King Ink II
- First edition cover, 1997
- Author: Nick Cave
- Language: English
- Genre: Poetry, lyrics
- Publisher: Black Spring Press
- Publication date: July 1997
- Publication place: United Kingdom
- Media type: Print (hardback)
- Pages: 193
- ISBN: 1-880985-49-7
- Preceded by: King Ink

= King Ink II =

Book by Nick Cave

King Ink II is a collection of poetry, lyrics and writings by Australian musician and author Nick Cave. It was first published in the United Kingdom by Black Spring Press in 1997 and is a follow-up to Cave's first collection of writings, King Ink (1988).
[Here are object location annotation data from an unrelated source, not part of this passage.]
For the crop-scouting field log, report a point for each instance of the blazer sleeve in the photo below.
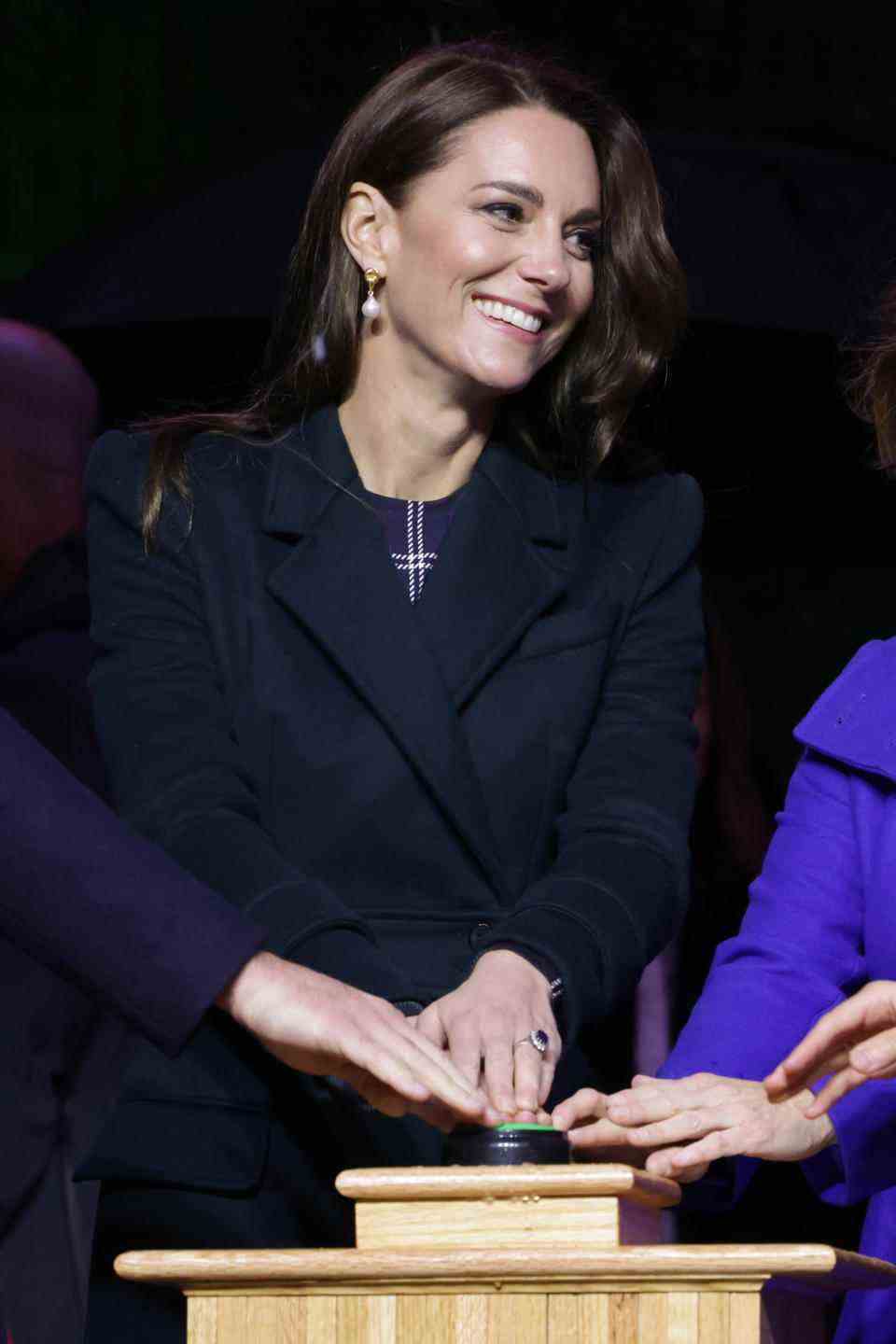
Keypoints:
(101, 906)
(618, 888)
(798, 953)
(165, 729)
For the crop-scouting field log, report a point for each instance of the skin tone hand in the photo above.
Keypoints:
(320, 1026)
(855, 1042)
(480, 1025)
(685, 1124)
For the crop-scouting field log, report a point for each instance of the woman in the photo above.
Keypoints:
(819, 925)
(458, 776)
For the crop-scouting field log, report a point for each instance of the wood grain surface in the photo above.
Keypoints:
(572, 1265)
(445, 1183)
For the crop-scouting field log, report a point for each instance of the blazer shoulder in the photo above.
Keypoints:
(660, 513)
(853, 720)
(217, 465)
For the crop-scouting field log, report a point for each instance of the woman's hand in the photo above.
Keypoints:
(485, 1025)
(685, 1124)
(855, 1042)
(697, 1120)
(583, 1117)
(320, 1026)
Cave's writings included in King Ink II extends from the period from the Nick Cave and the Bad Seeds' fifth studio album, Tender Prey (1988) to tenth studio album The Boatman's Call (1997). The book also includes lyrics written for other artists and for film soundtracks, including Wim Wenders' Faraway, So Close! and Until the end of the World.

==Other editions==
Translated versions of King Ink II have also been published. Italian translations, under the title Re Inkiostro II were published by Arcana Editrice in 1997, Czech translations were published by Mata 1988, along with Japanese and Croatian translations (under the title Zagrebacka naklada). Polish translations were published in 1999. In 1993, it was published in the United States by 2.13.61.

==Reception==
The A.V. Club reviewer John Krewson said although "Cave is one of the more interesting songwriters making music today" that King Ink II was "for-fans-only."